Jesus is offering her an entirely different well. He’s saying, look you can get trudging back to this same well, but you are going to get the same results. But if you pull your water from my well you will be satisfied. Jesus isn’t talking about literal water. Rather about her worth, her identity, her value, and her purpose. He’s telling her if you get those things from me, you won’t need to hide in shame anymore. You will be enough, you will be sacrificed. 

Grace Was Felt Before Truth Was Heard

John 4:16-18 is kind of a cringe moment. The conversation is progressing well and then Jesus says something abrupt and kinda offensive. Knowing full well she’s been married 5 times and is currently seeing a guy she isn’t married to, Jesus tells her to go get her husband. 

Jesus is pointing out a painful part of her life where things aren’t going so well. We don’t know the circumstances, but 5 marriages point to it not being great. And Jesus goes right to her sore spot. Not to be mean. Back to the other point, to show her there’s a better way of living. 
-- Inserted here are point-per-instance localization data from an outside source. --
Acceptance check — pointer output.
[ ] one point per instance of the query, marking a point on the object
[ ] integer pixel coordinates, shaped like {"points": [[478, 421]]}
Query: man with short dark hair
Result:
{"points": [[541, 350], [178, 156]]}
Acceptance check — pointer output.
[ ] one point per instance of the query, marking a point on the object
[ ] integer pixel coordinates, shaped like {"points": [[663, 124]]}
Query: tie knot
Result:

This is important. Jesus never shies away from telling the truth. But he always makes sure his grace is felt. Real truth doesn’t condemn, it sets us free. Jesus doesn’t point His finger to make her feel bad. He’s pointing out the error in her ways so she can live in freedom. And let’s not forget he’s already given her grace for her past failures. He’s offering her something better with grace AND truth. 
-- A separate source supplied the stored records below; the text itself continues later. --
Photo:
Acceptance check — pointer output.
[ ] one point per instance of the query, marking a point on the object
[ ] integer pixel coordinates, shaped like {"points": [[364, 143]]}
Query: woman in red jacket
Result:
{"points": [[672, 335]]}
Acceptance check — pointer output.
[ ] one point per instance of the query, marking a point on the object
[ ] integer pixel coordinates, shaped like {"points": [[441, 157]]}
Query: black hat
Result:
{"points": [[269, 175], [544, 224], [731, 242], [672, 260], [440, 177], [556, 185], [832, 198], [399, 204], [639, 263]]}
The result? Her life is changed. But not just her life. A couple of chapters later we find out that she went and told her whole village about Jesus. Their lives are changed too. With a little grace and a little truth, a whole village was changed. 

What It Means For Us

Maybe the biggest takeaway from the story of the woman at the well for us is to act as Jesus did. We shouldn’t shy away from the truth and we shouldn’t be stingy with our grace. We often lean towards grace OR truth. But Jesus was full of both. 

That’s a challenge I know. Our culture lives in the extreme. We either bash people with truth. Misunderstanding that you can be right in your belief but wrong in how you carry it out. Or we excuse everything in the name of grace. Not understanding that true love requires us to tell the truth. 

We need to tell people the truth about their actions. But we need to tell them in grace that sets them free and not holds them down in shame. We need to be full of grace and truth. 

How you experience someone treating with only grace or only truth?